Personal information
- Full name: Nikolay Ivanovich Paslar
- Nationality: Bulgaria
- Born: 12 June 1980 (age 46) Taraclia, Moldavian SSR, Soviet Union
- Height: 1.62 m (5 ft 4 in)
- Weight: 76 kg (168 lb)

Sport
- Style: Freestyle
- Club: Slavia Sofia
- Coach: Ilian Stefanov

Medal record
Men's freestyle wrestling
Representing Bulgaria
World Championships
| Gold medal – first place | 2001 Sofia | 69 kg |
| Bronze medal – third place | 2005 Budapest | 74 kg |
European Championships
| Gold medal – first place | 2005 Varna | 74 kg |
| Bronze medal – third place | 2000 Budapest | 69 kg |
| Bronze medal – third place | 2001 Budapest | 69 kg |
| Bronze medal – third place | 2002 Baku | 69 kg |

= Nikolay Paslar =

Bulgarian freestyle wrestler

Nikolay Ivanovich Paslar (Николай Иванович Паслар; born 12 June 1980 in Taraclia, Moldavian SSR) is an amateur Bulgarian freestyle wrestler, who competed in the men's middleweight category. Considered as one of Bulgaria's top freestyle wrestlers in his decade, Paslar has claimed two career medals (one gold and one bronze) in the 69 and 74-kg division at the World Championships (2001 and 2005), and later represented his nation Bulgaria at the 2004 Summer Olympics. Throughout his sporting career, Paslar trained full time as a member of the wrestling squad for Slavia Sports Club in Sofia under his personal coach Ilian Stefanov.
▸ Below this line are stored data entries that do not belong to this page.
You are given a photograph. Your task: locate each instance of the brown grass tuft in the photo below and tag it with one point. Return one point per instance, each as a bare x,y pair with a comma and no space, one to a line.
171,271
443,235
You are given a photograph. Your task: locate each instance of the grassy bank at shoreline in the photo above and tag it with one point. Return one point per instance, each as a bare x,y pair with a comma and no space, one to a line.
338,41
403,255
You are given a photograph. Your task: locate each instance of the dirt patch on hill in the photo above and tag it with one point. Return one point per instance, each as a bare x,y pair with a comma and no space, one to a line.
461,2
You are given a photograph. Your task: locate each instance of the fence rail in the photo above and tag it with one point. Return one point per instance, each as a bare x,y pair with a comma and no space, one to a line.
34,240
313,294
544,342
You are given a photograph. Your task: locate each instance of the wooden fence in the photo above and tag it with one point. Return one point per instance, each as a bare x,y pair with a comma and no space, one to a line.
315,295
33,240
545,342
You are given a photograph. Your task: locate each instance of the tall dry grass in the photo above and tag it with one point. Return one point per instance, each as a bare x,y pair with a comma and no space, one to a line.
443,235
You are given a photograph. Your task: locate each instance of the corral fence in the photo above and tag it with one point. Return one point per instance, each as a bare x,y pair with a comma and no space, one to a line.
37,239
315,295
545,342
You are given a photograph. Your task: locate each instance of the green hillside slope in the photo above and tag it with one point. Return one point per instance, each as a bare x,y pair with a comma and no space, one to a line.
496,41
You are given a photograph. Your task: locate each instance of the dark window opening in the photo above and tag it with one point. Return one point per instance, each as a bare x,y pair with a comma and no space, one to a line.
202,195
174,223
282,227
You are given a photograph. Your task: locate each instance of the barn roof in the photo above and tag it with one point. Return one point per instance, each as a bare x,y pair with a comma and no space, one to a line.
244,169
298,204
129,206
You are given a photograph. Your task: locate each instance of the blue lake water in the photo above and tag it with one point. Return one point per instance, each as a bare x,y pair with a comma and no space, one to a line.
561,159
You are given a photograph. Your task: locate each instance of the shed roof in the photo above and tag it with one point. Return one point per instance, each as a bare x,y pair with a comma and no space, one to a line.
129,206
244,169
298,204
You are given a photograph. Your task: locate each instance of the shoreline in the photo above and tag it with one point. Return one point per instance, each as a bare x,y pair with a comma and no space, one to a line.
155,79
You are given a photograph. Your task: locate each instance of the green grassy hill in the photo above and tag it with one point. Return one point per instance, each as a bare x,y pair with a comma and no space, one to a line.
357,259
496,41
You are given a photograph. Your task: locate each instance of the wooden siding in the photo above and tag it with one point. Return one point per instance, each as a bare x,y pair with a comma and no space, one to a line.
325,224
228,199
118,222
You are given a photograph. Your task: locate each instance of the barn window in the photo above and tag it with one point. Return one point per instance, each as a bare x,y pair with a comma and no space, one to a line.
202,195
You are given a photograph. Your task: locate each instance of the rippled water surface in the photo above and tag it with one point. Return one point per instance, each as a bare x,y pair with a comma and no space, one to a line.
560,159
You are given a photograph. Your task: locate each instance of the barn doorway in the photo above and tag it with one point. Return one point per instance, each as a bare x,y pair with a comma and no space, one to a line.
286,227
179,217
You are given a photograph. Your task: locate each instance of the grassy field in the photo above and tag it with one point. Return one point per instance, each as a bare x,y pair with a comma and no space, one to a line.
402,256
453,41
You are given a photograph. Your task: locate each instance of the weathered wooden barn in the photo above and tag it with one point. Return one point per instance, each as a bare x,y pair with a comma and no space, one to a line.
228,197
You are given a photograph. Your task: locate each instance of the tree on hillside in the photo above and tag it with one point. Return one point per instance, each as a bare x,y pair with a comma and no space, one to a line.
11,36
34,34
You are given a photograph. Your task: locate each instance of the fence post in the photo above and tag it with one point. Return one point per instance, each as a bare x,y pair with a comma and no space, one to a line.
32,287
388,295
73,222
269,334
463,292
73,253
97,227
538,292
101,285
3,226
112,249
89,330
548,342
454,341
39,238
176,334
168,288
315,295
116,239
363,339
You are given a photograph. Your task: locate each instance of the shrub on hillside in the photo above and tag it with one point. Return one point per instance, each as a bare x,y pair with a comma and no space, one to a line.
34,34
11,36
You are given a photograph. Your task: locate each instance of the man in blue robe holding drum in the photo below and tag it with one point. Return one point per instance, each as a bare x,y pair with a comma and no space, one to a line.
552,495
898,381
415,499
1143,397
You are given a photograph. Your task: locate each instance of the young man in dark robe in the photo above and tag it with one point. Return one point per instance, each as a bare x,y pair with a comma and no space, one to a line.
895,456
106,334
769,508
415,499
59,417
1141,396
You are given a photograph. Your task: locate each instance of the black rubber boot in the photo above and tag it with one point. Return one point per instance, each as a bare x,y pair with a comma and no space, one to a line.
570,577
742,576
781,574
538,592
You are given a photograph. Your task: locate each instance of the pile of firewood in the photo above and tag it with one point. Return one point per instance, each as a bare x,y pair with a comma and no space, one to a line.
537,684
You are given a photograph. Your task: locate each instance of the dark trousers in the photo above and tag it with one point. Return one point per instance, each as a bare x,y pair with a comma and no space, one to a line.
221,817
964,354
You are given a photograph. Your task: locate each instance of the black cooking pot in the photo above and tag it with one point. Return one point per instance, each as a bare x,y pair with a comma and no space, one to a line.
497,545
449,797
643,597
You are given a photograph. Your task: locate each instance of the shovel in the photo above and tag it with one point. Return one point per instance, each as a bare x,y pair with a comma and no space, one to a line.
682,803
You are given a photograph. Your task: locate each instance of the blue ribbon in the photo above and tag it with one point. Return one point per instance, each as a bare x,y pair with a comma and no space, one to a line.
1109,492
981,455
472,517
As a naturalized member of the Bulgarian squad, Paslar emerged into the international scene at the 2001 World Wrestling Championships in Sofia, where he thrashed Iranian wrestler Amir Tavakkolian for the gold in the 69-kg division. For displaying his early success to the sport, Paslar was highly acclaimed the Best Wrestler of the Year by the Bulgarian Sports Federation and the International Federation of Associated Wrestling (FILA).

At the 2004 Summer Olympics in Athens, Paslar qualified for his first Bulgarian team in the men's 74 kg class with an unforeseen result. Unable to fill an available spot from the World Championships, Paslar received a ticket to the Olympics by defeating Georgia's Gela Saghirashvili for a first-place finish at the Olympic Qualification Tournament in Sofia. Paslar could not pull a 3–3 tie to overwhelm Poland's Krystian Brzozowski on his opening match, but eclipsed the neighboring Macedonia's Sihamir Osmanov with a 3–1 victory to close the round-robin. Finishing second in the prelim pool and eleventh overall, Paslar's performance fell short to advance him further into the quarterfinals.

Determined to offer another shot of a medal from a four-year drought, Paslar had picked up a gold in the 74-kg division at the 2005 European Championships in Varna, and a bronze at the World Championships in Budapest, Hungary. He continued to flourish his sporting career at the next World and European Championships, but left them empty-handed before his impending retirement in 2007.

In 2013, Paslar came out of retirement from the sport to compete again for the World Championships in Budapest. Fighting at ten kilograms heavier than his previous sporting years, Paslar qualified for the men's light heavyweight category, but made an unprecedented exit with a 5–0 loss to Georgian wrestler and 2012 Olympian Dato Marsagishvili in his opening match.